With regard to the former, it is important to note that Erdogan did not confine himself to restructuring the military establishment and reordering its relationship with the civilian establishments so as to forestall further military meddling in politics. He also devoted great energies into uprooting Islamist opposition factions that could pose an alternative to his own party. This helps explain his determination to accuse Gulen of masterminding the coup and to purge all institutions of government of Gulen's supporters.
On the foreign policy front, we can observe that Erdogan did not confine himself to blaming the US and the EU for not being forceful enough in their condemnations of the coup and even to hinting that some Western powers had abetted the coup-makers. He also took pains to convey his gratitude to Putin, the first to condemn the coup and the first to support efforts to counter it. For this reason, Turkey is likely to distance itself more and more from Western powers, though not to the point of a complete break. At the same time, it will move closer and closer to Russia, though not to the point of the latter becoming an alternative ally.
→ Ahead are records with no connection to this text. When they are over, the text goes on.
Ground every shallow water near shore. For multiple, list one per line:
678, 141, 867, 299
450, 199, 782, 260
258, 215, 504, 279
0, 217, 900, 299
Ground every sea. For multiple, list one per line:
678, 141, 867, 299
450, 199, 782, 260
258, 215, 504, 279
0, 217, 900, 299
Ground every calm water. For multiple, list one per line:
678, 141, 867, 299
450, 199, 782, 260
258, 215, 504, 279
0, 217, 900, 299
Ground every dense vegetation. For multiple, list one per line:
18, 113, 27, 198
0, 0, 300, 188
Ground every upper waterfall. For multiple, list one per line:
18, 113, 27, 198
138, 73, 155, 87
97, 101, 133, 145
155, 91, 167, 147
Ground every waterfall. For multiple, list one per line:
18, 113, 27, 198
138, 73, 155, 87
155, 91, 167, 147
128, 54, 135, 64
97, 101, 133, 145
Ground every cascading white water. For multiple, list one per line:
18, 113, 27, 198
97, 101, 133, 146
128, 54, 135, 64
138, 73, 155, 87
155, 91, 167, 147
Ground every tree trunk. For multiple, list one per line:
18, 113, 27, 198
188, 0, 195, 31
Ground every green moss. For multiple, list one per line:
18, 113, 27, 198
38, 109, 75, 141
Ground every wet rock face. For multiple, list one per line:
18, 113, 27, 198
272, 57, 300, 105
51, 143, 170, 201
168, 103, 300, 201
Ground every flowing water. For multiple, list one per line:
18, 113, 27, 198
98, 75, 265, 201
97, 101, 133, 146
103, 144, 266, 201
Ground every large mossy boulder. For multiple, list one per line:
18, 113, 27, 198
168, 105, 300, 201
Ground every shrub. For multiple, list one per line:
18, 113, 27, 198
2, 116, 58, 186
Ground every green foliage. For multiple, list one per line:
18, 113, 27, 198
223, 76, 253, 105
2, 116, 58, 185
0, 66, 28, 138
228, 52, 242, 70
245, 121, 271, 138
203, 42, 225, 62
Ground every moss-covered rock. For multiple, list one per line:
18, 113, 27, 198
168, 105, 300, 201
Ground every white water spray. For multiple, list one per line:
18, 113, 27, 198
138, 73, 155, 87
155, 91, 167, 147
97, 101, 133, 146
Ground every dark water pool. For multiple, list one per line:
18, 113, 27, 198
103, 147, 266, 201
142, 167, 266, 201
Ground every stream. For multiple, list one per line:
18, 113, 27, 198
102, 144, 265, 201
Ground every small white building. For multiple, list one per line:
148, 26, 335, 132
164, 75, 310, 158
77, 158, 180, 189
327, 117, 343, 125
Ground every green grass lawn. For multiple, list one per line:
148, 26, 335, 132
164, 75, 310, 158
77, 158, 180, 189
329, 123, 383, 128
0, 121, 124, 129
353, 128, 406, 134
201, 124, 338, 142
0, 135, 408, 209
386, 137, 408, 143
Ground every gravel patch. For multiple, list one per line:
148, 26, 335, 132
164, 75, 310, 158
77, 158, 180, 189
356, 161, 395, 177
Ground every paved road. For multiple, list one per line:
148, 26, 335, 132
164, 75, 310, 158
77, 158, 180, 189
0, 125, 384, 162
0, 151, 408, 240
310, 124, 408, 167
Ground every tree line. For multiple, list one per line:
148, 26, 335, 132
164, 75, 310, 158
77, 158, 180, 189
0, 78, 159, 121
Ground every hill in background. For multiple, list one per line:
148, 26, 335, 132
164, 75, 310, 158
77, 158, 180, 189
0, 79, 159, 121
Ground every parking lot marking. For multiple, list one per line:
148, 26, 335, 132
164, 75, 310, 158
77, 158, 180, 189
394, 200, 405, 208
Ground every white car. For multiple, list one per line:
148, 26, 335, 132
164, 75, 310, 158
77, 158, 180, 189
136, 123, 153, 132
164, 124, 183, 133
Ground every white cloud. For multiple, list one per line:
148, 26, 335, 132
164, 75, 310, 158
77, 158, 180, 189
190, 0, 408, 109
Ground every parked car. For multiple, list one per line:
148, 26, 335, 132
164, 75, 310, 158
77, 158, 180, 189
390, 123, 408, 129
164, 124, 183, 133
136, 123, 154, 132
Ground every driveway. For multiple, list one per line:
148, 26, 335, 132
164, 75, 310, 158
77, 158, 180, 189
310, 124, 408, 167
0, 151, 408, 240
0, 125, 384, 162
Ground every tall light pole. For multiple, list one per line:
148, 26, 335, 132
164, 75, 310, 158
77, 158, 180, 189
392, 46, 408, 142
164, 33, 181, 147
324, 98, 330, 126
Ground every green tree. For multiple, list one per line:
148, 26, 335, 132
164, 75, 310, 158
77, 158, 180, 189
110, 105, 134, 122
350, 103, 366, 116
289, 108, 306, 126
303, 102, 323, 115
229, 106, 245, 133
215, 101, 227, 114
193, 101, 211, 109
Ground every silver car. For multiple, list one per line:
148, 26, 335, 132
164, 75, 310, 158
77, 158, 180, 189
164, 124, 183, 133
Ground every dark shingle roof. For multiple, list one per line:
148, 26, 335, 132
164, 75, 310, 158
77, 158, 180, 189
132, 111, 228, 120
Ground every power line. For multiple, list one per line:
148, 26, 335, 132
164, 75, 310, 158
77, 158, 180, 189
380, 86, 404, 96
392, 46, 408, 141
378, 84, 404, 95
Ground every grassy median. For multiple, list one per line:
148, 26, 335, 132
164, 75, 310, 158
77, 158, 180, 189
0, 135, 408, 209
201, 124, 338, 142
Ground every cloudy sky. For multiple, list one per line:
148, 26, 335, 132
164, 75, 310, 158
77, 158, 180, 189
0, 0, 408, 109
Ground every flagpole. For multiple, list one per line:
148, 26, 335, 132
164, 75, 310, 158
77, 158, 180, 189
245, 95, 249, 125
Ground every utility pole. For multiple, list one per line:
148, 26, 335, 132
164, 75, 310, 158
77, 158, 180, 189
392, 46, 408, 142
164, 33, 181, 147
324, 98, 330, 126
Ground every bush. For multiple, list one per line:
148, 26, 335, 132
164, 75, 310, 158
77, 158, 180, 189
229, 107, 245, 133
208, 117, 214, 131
I believe that both Erdogan and Putin realise that their two countries need each other in light of current regional circumstances and that the horizons of cooperation between them at present are infinite. Both sides desire and need to revive their bilateral economic relations to levels before the downing of the Russian jet and it difficult to perceive any obstacles to this. Russia will gradually lift restrictions imposed on Turkish imports, and it will take the necessary measures to resume construction of the Turkstream natural gas pipeline and the Akkuyu nuclear power plant. Russian tour groups will flock again to Anatolian coasts and Turkish tourists will return to Russia. It is not at all unlikely that the two countries will reach their target volume of trade, which they set at $100 billion, within a few years.
But what is new in the dynamics of the Russian-Turkish relationship in the period after the failed coup are the open horizons for strategic cooperation. As the Ukrainian question is Moscow's foremost concern from a Russian national security perspective and as the Kurdish question is Ankara's foremost concern from Turkey's national security perspective, any concept for developing the Russian-Turkish strategic relationship will inherently emanate from what each can do for the other with respect to those central concerns. But between the Ukrainian and Kurdish questions, which are Russia's and Turkey's red lines respectively, there is a vast range of other issues and crises that concern both countries. Chief among them are the Syrian crisis and fighting terrorism, with regard to which both countries can work to contribute solutions through mutual agreements as well as through mutual concessions.
The regional and international repercussions triggered by the military coup attempt in Turkey confirm, once again, that the Middle East is still the epicentre of global conflicts and that the Arab world is the “Sick Man” of the region whose moribund condition is driving Turkey, Iran and Israel to vie for the largest possible slice of his legacy. Are there any wise men left in this Arab world with the courage to spearhead an attempt to salvage what is salvageable?
The writer is professor of political science at Cairo University.